Maximum medical improvement is the point where a treating physician determines your condition will no longer be improved by further medical treatment.
One term you are likely to hear during your course of treatment for a work-related injury is maximum medical improvement (MMI). This is the point where your treating physician determines that your condition has reached the point where it will no longer be improved upon by further medical treatments. Many employer’s mistakenly take this to mean that there will be no future treatments or physician visits in relation to the injury and may deny claims for medical bills after MMI has been declared.
Workers’ Compensation Benefits Denied
In the event that your claim involving care for a medical condition after MMI is being denied, our Missouri workers’ compensation attorney can help you file an appeal with the labor board. If the treatment you are receiving is medically necessary and related to the workplace accident or injury, then your employer may be obligated to pay for it through their workers’ compensation insurance.
Case Study – Ongoing Treatment for Pain
An injured Missouri worker damaged her lower back in the course of her day-to-day activities in an in-patient care facility. As is common with back injuries, the pain persisted long after MMI had been determined. She sought various treatments to help alleviate the pain and submitted those to the employer for compensation.

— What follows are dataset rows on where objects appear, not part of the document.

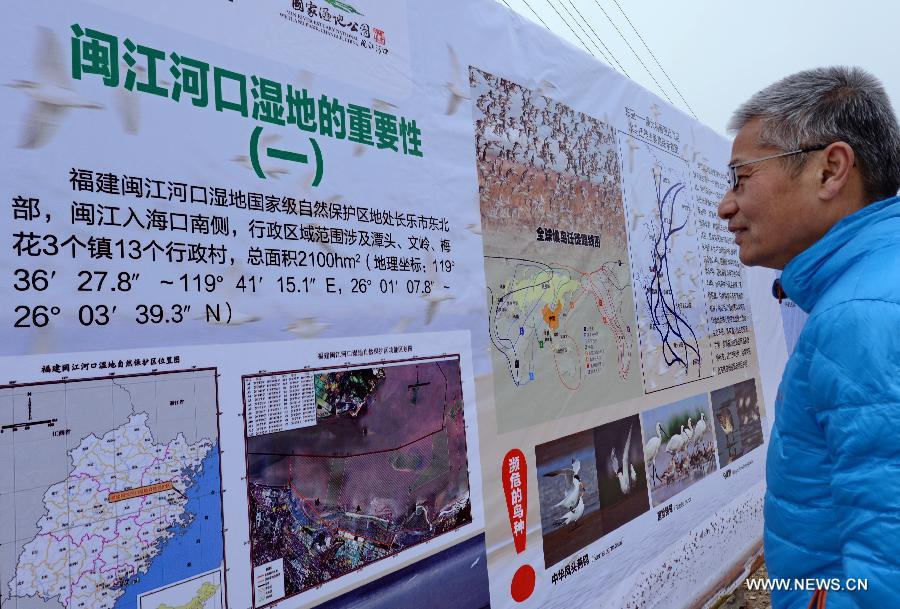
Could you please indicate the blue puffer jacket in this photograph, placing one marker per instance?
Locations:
(832, 505)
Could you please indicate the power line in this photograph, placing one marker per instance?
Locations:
(571, 30)
(588, 36)
(619, 32)
(655, 59)
(536, 15)
(598, 38)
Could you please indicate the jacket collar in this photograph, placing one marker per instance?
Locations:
(811, 272)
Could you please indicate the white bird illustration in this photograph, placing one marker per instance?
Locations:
(676, 443)
(127, 104)
(701, 428)
(574, 514)
(626, 474)
(573, 485)
(307, 327)
(52, 97)
(651, 449)
(635, 219)
(457, 92)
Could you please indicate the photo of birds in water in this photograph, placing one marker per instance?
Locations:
(679, 446)
(590, 483)
(622, 477)
(570, 503)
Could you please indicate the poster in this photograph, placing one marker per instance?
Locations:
(309, 301)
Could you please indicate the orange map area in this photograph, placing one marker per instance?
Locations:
(141, 491)
(551, 316)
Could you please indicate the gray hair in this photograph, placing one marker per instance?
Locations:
(827, 105)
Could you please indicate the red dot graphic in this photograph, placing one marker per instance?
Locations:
(523, 583)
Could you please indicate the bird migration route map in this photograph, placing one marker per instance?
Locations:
(120, 483)
(666, 268)
(561, 311)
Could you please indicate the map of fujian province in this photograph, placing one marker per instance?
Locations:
(112, 483)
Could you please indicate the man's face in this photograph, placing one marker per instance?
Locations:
(768, 212)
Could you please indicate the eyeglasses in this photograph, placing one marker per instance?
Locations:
(733, 176)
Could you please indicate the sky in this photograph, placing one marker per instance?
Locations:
(719, 53)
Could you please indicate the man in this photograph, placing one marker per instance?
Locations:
(815, 170)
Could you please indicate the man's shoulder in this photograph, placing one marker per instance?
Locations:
(873, 278)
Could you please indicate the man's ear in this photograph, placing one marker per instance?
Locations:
(836, 166)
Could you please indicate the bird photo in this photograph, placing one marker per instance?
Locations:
(567, 487)
(737, 422)
(681, 451)
(622, 479)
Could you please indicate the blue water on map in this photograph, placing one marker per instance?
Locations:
(194, 549)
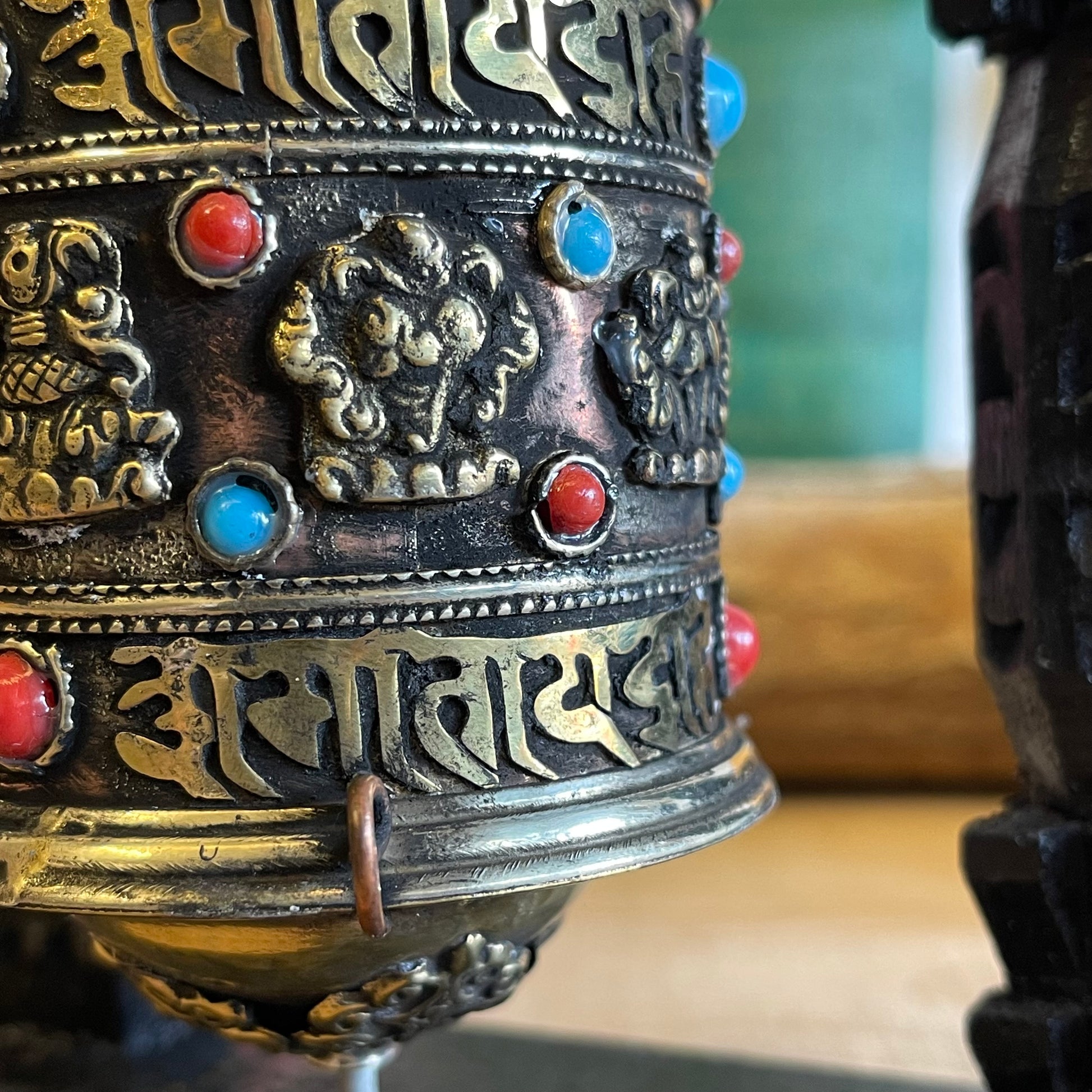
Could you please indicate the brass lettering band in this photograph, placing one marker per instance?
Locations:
(435, 697)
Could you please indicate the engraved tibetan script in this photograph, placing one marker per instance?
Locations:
(396, 687)
(638, 80)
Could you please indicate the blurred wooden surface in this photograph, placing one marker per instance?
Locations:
(860, 578)
(838, 933)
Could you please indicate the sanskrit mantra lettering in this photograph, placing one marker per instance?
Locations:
(649, 34)
(398, 685)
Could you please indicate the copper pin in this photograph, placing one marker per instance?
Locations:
(366, 795)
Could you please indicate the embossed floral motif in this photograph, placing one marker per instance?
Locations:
(392, 1007)
(76, 433)
(405, 344)
(668, 357)
(415, 996)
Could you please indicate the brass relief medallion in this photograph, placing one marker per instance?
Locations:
(668, 357)
(77, 435)
(404, 343)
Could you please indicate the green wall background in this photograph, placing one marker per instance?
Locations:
(828, 186)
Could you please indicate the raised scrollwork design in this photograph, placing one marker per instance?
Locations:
(392, 1007)
(668, 356)
(404, 343)
(415, 996)
(77, 435)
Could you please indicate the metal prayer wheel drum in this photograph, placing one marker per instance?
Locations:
(362, 407)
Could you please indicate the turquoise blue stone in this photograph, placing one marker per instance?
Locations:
(734, 474)
(236, 519)
(726, 102)
(586, 242)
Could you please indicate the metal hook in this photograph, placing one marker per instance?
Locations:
(369, 828)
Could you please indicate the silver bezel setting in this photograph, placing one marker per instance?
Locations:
(552, 217)
(572, 545)
(288, 513)
(183, 200)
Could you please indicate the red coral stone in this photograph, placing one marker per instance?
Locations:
(576, 502)
(221, 234)
(729, 255)
(27, 709)
(743, 643)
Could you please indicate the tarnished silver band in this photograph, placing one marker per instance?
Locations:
(274, 863)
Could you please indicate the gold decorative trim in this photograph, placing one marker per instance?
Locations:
(392, 1007)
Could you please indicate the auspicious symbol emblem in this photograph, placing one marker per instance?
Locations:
(668, 355)
(76, 435)
(405, 344)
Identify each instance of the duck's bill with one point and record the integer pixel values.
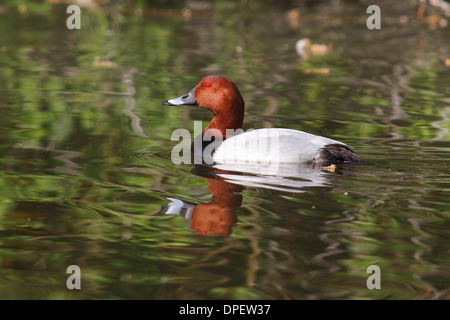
(188, 99)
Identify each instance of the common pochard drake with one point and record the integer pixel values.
(221, 96)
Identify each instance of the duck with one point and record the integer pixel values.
(221, 96)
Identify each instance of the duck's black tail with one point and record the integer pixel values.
(336, 153)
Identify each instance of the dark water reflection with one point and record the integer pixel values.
(85, 154)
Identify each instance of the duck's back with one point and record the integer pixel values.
(281, 145)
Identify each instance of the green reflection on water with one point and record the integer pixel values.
(85, 154)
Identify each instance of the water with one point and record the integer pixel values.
(87, 179)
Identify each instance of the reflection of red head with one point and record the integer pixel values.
(218, 216)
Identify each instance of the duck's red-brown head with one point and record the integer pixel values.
(220, 95)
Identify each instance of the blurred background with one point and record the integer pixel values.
(86, 176)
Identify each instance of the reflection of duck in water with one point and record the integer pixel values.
(219, 216)
(216, 217)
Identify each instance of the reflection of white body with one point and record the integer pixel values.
(289, 177)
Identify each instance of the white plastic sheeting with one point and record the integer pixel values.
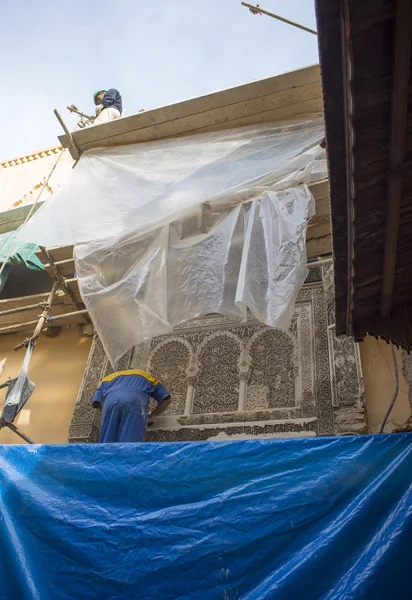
(171, 230)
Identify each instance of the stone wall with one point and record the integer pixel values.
(239, 380)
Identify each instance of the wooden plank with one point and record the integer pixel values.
(318, 246)
(63, 320)
(269, 116)
(397, 146)
(66, 267)
(254, 112)
(58, 253)
(196, 106)
(170, 130)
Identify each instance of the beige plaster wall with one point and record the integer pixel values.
(379, 382)
(56, 368)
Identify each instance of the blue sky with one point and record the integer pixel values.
(155, 52)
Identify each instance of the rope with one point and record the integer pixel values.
(45, 182)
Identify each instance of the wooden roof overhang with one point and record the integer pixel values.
(365, 56)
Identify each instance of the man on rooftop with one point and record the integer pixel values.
(108, 106)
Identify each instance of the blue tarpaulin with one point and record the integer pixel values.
(315, 518)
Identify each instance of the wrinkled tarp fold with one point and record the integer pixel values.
(319, 519)
(171, 230)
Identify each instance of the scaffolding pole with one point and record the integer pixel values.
(63, 284)
(256, 10)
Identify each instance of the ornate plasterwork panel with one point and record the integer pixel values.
(170, 360)
(300, 380)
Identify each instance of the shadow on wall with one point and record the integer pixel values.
(57, 368)
(379, 382)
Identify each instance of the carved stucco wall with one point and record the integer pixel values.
(245, 379)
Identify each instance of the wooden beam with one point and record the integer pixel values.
(397, 145)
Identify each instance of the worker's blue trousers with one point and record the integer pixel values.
(124, 417)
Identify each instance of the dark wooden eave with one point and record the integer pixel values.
(397, 147)
(365, 54)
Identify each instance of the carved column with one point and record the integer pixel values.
(190, 394)
(243, 379)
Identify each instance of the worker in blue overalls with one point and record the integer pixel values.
(124, 398)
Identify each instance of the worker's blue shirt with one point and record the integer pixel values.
(113, 99)
(125, 397)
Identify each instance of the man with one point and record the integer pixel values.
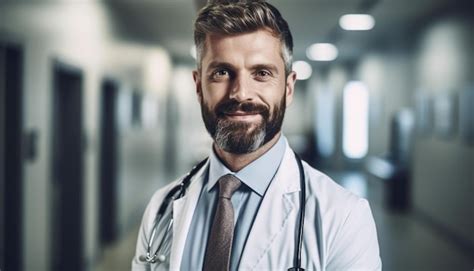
(241, 209)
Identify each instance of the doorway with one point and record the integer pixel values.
(67, 247)
(108, 161)
(11, 173)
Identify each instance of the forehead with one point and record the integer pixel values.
(257, 47)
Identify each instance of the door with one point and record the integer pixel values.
(108, 160)
(11, 173)
(67, 168)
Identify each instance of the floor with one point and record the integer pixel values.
(406, 242)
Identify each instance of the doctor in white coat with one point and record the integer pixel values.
(244, 83)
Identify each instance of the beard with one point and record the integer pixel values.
(241, 137)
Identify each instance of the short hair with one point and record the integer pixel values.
(231, 17)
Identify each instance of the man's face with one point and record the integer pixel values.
(243, 90)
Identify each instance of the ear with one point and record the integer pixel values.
(197, 82)
(290, 87)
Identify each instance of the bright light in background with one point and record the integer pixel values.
(322, 52)
(355, 119)
(303, 70)
(357, 22)
(193, 52)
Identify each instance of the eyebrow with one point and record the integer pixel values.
(216, 64)
(226, 65)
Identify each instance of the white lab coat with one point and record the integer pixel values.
(339, 230)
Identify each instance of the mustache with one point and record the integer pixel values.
(232, 106)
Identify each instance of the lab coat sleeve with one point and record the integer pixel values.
(355, 246)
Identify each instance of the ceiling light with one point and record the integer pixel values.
(192, 51)
(322, 52)
(303, 70)
(357, 22)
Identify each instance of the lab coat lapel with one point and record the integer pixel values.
(183, 210)
(272, 217)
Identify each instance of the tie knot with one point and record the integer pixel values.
(227, 185)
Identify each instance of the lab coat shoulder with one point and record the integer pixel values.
(349, 236)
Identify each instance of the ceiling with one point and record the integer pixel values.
(169, 23)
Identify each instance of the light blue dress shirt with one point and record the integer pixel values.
(256, 178)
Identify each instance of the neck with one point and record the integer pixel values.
(236, 162)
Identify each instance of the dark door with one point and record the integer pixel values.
(67, 168)
(108, 161)
(11, 196)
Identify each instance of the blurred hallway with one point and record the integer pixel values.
(406, 242)
(98, 110)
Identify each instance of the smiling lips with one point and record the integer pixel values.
(242, 115)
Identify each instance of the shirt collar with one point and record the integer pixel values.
(256, 175)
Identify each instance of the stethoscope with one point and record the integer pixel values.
(179, 191)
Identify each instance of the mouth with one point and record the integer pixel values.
(242, 115)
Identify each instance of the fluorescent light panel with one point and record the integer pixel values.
(322, 52)
(303, 70)
(357, 22)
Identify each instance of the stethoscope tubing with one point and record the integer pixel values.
(180, 190)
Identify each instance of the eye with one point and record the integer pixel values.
(263, 75)
(218, 74)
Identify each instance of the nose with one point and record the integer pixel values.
(241, 89)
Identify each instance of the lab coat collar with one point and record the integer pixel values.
(257, 175)
(269, 224)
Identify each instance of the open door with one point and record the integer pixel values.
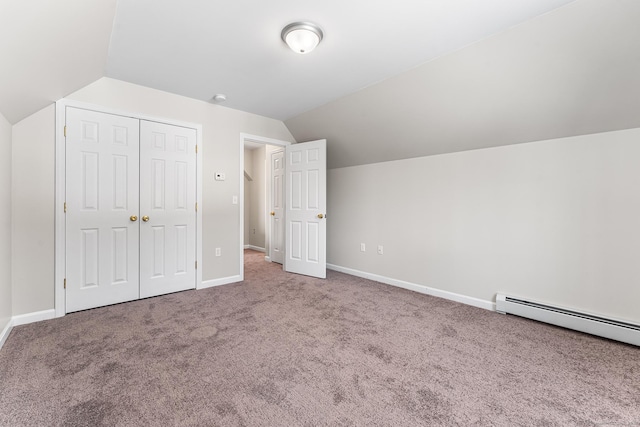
(276, 247)
(306, 204)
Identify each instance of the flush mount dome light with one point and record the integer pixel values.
(302, 37)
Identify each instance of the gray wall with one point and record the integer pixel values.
(5, 222)
(32, 197)
(554, 220)
(33, 189)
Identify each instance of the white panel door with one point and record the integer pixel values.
(167, 208)
(101, 209)
(306, 201)
(277, 207)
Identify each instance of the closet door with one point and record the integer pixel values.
(167, 208)
(101, 209)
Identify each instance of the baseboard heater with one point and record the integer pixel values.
(583, 322)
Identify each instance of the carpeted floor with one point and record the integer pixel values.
(286, 350)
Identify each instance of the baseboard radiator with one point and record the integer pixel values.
(583, 322)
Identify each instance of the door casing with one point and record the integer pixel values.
(60, 185)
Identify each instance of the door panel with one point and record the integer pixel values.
(167, 198)
(102, 193)
(277, 206)
(306, 208)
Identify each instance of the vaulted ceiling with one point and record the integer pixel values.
(392, 79)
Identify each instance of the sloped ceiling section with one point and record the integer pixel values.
(573, 71)
(50, 48)
(199, 48)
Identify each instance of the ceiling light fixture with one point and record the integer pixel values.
(302, 37)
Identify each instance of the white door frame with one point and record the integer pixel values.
(245, 137)
(60, 186)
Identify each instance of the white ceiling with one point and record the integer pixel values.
(48, 49)
(392, 79)
(199, 48)
(574, 71)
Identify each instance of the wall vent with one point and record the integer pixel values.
(583, 322)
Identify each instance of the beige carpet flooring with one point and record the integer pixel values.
(286, 350)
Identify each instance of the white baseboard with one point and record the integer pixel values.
(464, 299)
(220, 282)
(23, 319)
(37, 316)
(5, 332)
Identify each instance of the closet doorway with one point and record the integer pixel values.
(129, 226)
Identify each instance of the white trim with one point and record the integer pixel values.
(60, 168)
(37, 316)
(60, 230)
(5, 332)
(464, 299)
(246, 137)
(222, 281)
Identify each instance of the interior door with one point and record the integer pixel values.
(101, 209)
(277, 207)
(306, 200)
(167, 208)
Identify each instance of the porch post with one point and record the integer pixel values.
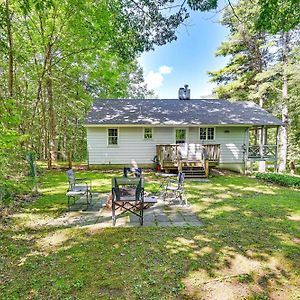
(262, 163)
(276, 153)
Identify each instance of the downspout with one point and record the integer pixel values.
(276, 154)
(245, 149)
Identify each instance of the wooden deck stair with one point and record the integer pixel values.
(194, 172)
(193, 169)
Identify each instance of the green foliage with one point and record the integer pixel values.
(278, 15)
(281, 179)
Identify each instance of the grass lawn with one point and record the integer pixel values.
(247, 248)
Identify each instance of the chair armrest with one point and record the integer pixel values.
(82, 179)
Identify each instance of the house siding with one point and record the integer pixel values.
(133, 148)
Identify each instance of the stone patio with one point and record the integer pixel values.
(162, 214)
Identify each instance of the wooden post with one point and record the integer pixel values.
(262, 163)
(276, 154)
(206, 168)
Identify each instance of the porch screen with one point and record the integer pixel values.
(180, 136)
(207, 133)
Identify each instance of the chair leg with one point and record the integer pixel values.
(142, 213)
(165, 195)
(113, 213)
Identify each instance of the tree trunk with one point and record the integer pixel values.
(51, 117)
(10, 51)
(285, 113)
(262, 138)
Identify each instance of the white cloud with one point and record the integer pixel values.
(155, 79)
(165, 70)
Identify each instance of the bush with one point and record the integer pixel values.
(281, 179)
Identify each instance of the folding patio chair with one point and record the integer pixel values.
(128, 203)
(177, 187)
(76, 190)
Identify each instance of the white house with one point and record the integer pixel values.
(122, 132)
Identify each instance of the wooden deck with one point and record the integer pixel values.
(193, 159)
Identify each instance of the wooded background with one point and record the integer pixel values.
(56, 57)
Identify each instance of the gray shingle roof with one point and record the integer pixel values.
(178, 112)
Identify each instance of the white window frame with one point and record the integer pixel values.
(186, 134)
(206, 133)
(107, 134)
(148, 139)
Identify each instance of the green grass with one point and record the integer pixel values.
(247, 247)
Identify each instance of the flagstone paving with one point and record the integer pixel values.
(162, 214)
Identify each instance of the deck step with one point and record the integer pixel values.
(194, 172)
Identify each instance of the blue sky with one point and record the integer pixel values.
(188, 59)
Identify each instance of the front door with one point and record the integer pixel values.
(180, 136)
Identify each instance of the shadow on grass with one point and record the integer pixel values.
(247, 248)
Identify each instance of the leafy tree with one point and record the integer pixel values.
(259, 68)
(277, 15)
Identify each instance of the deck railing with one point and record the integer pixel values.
(262, 151)
(171, 154)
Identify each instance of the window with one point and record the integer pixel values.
(112, 136)
(180, 136)
(202, 133)
(210, 133)
(207, 133)
(148, 133)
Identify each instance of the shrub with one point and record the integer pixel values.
(281, 179)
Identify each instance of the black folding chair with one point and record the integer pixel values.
(137, 172)
(129, 203)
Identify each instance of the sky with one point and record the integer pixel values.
(188, 59)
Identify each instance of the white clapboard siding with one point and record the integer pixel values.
(231, 140)
(133, 148)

To further complicate matters, a condition of her MMI put her on restrictive duty at her job, which resulted in the employer terminating her position. Despite this, and the insistence of the employer that they were not responsible for the ongoing pain treatments, the labor board decided in favor of the employee and obligated the employer to pay for the treatment as well as psychiatric treatment she was undergoing as a result of losing her job.
Medical testimony is essential in these types of cases and providing the right kind of compelling evidence is critical in persuading the board to rule in your favor. These types of hearings mirror civil trials, where evidence is presented and refuted by both sides. In order to be prepared, you will need assistance from an attorney who has experience with these types of proceedings.
Preparing for an Appeal
Maximum medical improvement does not necessarily mean that no more treatment is necessary. Although the underlying condition may not improve, it may still be causing you pain, which you are entitled to seek treatment for. Some physicians may even find other means of improving your condition that were overlooked by your original doctor. If your employer is not willing to pay for such treatments, an attorney will help you compel them to.